Autodiscovery isn’t unique to EWS. EAS and a number of other Exchange-centric protocols use the system to discover server URLs.
Microsoft has this to say about Autodiscovery: “The Exchange Autodiscover service provides an easy way for your client application to configure itself with minimal user input.” Whoever wrote that either is different from whoever wrote the rest of the page or is deluded beyond hope.
Officially, the first step in Autodiscovery is to ask Active Directory where Exchange is. If you’re not part of Active Directory, tough luck, fall through to the horror that awaits and talk to the Autodiscovery servers.
There are actually two Autodiscovery services in play. The first is POX Autodiscovery, often called just “POX” since that acronym (“Plain Old XML”, as opposed to SOAP) is used virtually nowhere else. POX was originally specified along with Exchange ActiveSync. Thankfully, it does not use WBXML. Strangely, the official documentation on POX on one page describes it as “schemaless”, then a few pages later presents an exhaustive XML schema for the protocol.
The second is SOAP Autodiscovery, or “SAD” for short. SAD is in every way exactly like POX except for the request/response formats. It is unclear why it exists at all.
Both POX and SAD work like this: You submit an authenticated request essentially asking, “Here’s the user’s email address, where’s their EWS server?” The response can be a number of things:
Success, including an EWS server URL, possibly multiple. Go on to test these to see which one(s) work.
Success, but without indicating any EWS server. This usually means the site doesn’t have EWS set up.
An HTTP error.
An HTTP redirect. This includes a non-standard
451 Redirectstatus code. Resubmit the autodiscovery request to that URL.
An HTTP 200, but with a response body indicating an error in one of multiple layers of nested envelopes.
An HTTP 200, but with a response body indicating to redirect to another URL. Resubmit the autodiscovery request to that URL.
An HTTP 200, but with a response body redirecting you to another email address. Throw away everything you’ve done and restart autodiscovery with that email address.
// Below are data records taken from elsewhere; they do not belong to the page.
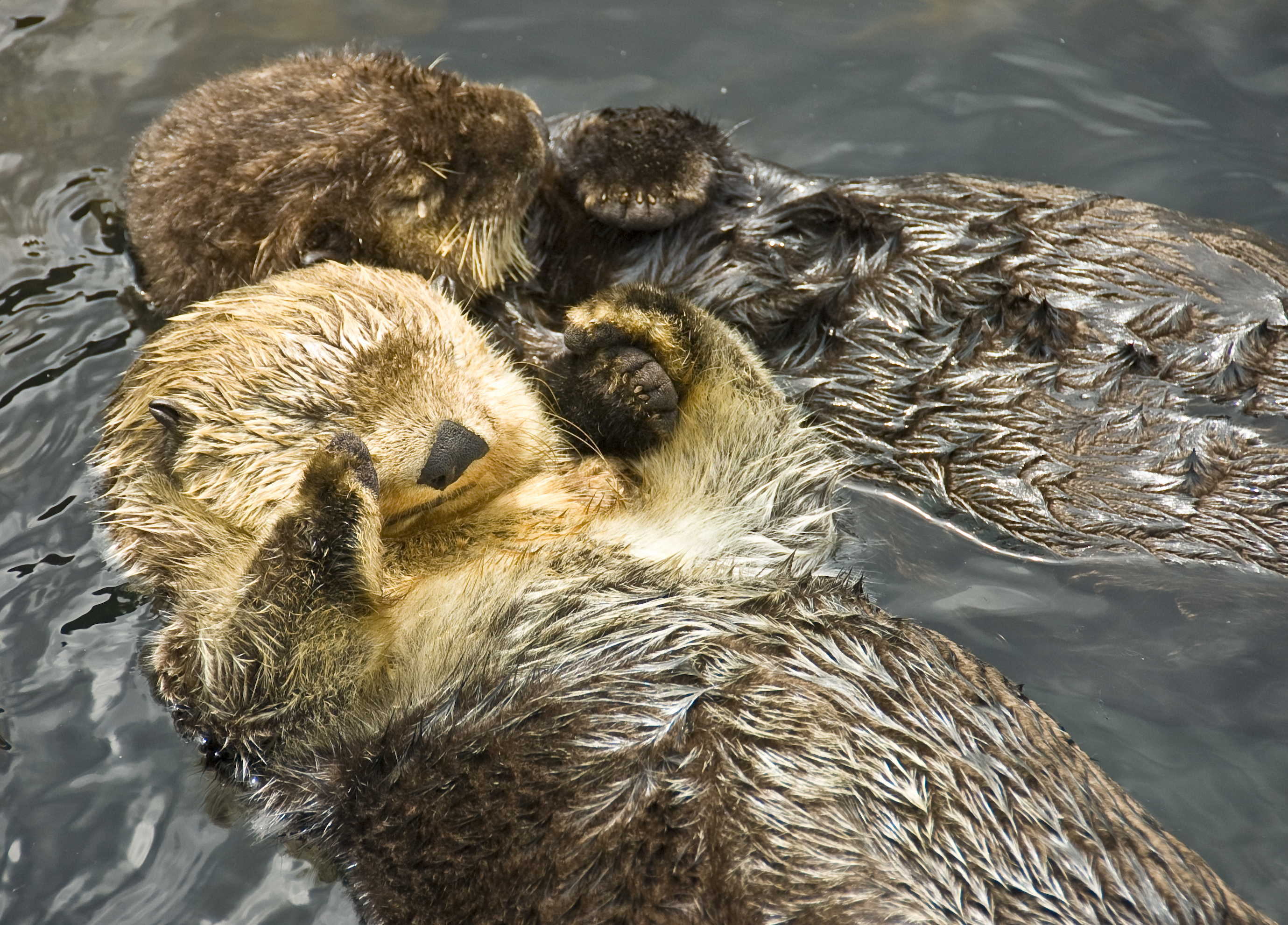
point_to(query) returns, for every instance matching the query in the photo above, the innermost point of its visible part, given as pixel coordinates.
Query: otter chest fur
(498, 682)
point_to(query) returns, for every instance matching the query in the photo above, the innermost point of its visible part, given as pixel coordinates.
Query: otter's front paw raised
(628, 365)
(343, 466)
(643, 169)
(622, 400)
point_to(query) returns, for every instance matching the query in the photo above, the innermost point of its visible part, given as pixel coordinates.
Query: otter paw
(644, 169)
(345, 460)
(634, 396)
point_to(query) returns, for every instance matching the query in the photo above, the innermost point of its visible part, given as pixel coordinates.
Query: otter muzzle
(455, 447)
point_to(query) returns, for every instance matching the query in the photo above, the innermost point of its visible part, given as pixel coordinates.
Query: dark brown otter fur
(1082, 371)
(333, 156)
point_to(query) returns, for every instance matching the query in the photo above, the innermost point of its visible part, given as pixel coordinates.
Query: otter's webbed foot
(643, 169)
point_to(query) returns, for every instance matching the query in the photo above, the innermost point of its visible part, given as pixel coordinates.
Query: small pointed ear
(167, 415)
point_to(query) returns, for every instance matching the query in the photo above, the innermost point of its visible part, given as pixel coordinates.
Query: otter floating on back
(1085, 373)
(498, 683)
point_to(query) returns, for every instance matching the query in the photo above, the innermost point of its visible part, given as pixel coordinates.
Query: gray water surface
(1174, 678)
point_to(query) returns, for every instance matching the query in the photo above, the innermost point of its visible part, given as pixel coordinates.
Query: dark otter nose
(455, 447)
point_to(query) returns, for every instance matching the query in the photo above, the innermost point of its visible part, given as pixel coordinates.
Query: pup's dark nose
(455, 447)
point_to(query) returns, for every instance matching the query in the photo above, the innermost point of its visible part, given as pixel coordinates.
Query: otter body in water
(494, 682)
(1085, 373)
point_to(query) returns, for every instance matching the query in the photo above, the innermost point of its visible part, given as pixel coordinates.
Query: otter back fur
(591, 691)
(1082, 371)
(345, 156)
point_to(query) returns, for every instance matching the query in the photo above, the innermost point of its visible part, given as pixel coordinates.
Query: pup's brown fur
(1035, 357)
(586, 692)
(345, 156)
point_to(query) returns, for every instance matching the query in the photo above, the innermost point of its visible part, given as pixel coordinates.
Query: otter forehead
(370, 159)
(232, 400)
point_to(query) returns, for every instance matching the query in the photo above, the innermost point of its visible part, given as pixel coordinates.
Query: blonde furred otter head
(211, 430)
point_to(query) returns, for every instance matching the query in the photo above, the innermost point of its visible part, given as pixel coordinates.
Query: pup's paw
(644, 169)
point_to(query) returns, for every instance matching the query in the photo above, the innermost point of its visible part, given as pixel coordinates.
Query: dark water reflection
(1175, 678)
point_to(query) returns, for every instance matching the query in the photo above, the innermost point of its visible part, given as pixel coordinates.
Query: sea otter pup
(496, 683)
(333, 156)
(1081, 371)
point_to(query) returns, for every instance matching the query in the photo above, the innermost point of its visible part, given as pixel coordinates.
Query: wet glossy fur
(333, 156)
(1081, 371)
(596, 692)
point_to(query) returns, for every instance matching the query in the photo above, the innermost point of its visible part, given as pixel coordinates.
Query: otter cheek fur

What email address or user name to use for continued authentication is unspecified.
This all sounds really awkward, but doable. “But wait,” you might ask, “where are the autodiscovery servers?” A good question. Before the above process, you must first autodiscover the autodiscovery services.
The first phase of meta-autodiscovery is to take the user’s email address and
derive some URLs from the domain part. For example, for
you’d derive the following list (order as suggested by Microsoft):
I’m not sure why this is the suggested order. An overwhelming majority of sites support POX, but only some support SAD, so there is not much reason to check SAD first.
A bigger issue is that the first pair of URLs are on the domain’s general
website. Very few sites actually run Exchange directly on their top-level
domain, so these requests will generally receive strange responses from the WWW
server, such as
415 Method Not Allowed or a
200 OK with an HTML response
body. While handling these cases is mandatory regardless, it makes more sense
to try the specialised
autodiscover.example.com domain first.
Working one’s way through the list is more complicated than it sounds, because
POX and SAD are both allowed to return spurious credential errors. Even if
they weren’t, it’s possible to get a
403 status from the steps where
the WWW server is called. Think makes determining whether a failure is due to a
problem with the site or because the user mistyped their password extremely
The meta-autodiscovery process so far looks like a slightly more complicated version of our “dead simple” idea of discovering Exchange proper. It also takes place entirely over HTTPS, so it’s sound from a security perspective provided the SSL setup isn’t broken and the client in use isn’t broken by default. Obviously, neither point may be left standing.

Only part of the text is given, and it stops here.